1. Input and Preprocessing

Read input data (FASTQ files) and validate sample information
Perform quality control with FASTQC

2. Deduplication (optional)

Remove duplicate reads using tools like:
- fastq-dupaway
- fastuniq
- clumpify

3. Trimming

Trim low-quality bases and adapters using tools like:
- fastp
- Trimmomatic
- BBduk
- cutadapt

4. Bridge Processing (for specific experiment types)

For experiments like GRID-seq, RADICL-seq, iMARGI, etc., process the bridge sequences that connect RNA and DNA parts
Use tools like BBMerge or PEAR to merge paired-end reads
Separate RNA and DNA parts based on the bridge sequence

5. Alignment

Align RNA and DNA reads to the reference genome using tools like:
- HISAT2
- STAR
- Bowtie2

6. Post-alignment Processing

Filter aligned reads for uniqueness and mismatches
Convert BAM files to BED format

7. Contact Generation

Join RNA and DNA parts to create raw contacts
Perform strand detection and correction

8. CIGAR Filtering (optional)

Filter contacts based on CIGAR strings to improve quality

9. Merging Replicates

Combine data from replicate experiments

10. Chromosome Splitting (optional)

Split data by chromosomes for parallel processing

11. Annotation and Voting

Annotate RNA parts of contacts using reference annotation
Perform voting to resolve conflicting annotations

12. Background Model Generation

Create a background model for normalization

13. Normalization

Normalize raw contacts using the background model
Perform additional normalization steps (N2, scaling)

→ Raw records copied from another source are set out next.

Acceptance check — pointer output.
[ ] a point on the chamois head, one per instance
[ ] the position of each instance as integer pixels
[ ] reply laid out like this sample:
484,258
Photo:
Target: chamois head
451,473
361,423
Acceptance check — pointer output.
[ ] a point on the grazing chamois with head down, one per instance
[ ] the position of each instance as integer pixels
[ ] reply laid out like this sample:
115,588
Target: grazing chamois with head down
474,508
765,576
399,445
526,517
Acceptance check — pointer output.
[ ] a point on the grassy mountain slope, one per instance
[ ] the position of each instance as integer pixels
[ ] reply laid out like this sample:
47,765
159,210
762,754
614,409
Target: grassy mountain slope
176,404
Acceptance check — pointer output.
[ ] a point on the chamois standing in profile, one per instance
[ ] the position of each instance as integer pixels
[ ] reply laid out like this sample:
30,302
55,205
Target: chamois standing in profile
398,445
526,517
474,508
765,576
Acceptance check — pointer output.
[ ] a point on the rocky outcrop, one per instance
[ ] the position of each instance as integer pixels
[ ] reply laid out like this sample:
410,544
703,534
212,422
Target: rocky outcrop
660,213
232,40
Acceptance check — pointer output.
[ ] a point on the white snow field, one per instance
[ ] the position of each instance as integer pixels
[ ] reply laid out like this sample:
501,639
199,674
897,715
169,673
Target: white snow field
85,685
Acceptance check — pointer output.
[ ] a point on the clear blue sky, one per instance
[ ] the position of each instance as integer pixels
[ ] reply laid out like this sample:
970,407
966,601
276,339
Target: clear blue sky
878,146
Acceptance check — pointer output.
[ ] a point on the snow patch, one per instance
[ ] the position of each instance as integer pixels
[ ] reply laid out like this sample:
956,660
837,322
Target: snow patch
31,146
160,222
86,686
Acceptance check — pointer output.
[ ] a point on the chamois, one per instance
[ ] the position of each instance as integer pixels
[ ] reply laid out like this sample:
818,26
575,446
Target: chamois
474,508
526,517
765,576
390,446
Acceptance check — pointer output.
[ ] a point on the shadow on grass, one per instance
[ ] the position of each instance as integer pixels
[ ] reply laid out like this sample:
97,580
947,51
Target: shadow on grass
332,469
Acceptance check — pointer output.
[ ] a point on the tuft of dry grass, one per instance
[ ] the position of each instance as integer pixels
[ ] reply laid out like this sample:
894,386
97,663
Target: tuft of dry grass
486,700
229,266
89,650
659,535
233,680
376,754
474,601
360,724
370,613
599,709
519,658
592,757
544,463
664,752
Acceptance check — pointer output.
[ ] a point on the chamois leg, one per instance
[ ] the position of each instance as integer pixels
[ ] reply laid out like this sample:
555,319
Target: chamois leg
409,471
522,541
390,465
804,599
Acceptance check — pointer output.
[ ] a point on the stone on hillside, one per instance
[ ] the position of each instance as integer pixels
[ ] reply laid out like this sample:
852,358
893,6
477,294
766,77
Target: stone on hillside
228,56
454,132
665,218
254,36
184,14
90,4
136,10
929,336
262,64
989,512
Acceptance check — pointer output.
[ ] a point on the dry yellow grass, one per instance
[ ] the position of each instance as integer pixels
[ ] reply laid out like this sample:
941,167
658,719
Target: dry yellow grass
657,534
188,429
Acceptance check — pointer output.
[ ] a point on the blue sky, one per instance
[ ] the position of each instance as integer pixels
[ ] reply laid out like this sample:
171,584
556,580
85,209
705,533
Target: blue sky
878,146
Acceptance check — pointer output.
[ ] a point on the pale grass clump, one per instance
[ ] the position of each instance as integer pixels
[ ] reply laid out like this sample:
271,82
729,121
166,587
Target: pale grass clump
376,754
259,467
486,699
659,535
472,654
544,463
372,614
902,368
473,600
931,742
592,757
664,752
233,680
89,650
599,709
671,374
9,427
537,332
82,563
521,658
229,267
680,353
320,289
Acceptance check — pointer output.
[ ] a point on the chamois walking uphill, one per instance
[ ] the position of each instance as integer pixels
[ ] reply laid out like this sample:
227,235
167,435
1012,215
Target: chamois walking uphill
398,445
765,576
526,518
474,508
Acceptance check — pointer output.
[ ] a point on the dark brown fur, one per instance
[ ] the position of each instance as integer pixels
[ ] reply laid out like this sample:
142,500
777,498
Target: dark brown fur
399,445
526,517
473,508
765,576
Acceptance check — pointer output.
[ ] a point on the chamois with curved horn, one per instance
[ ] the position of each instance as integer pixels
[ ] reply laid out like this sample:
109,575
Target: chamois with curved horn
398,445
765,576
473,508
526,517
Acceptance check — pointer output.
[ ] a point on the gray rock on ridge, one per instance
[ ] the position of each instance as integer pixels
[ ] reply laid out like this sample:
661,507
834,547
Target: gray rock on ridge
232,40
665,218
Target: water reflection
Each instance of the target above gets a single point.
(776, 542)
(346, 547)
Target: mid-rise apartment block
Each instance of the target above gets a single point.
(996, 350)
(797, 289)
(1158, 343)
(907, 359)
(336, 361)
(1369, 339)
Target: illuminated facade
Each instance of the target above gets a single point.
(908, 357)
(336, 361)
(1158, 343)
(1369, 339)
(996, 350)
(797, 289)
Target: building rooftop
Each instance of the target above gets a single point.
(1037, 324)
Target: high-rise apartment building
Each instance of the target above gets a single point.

14. Peak Calling (for One-to-All experiments)

Use MACS2 to call significant peaks of chromatin-interacting RNAs

15. Statistics and Visualization

Generate statistics at various stages of the pipeline
Create plots and visualizations of the results

16. MultiQC Report

Compile a comprehensive quality control report using MultiQC

Main Results

The main results of this pipeline are:

Pairs of RNA and DNA contacts, stored in tab-separated files
Annotation of the RNA parts of the contacts
Significant peaks of chromatin-interacting RNAs (for One-to-All experiments)
Various statistics and quality control metrics throughout the process

Note: This pipeline is flexible and can handle different types of all-to-all interactome sequencing data, with options to customize the workflow based on the specific experiment type and analysis requirements.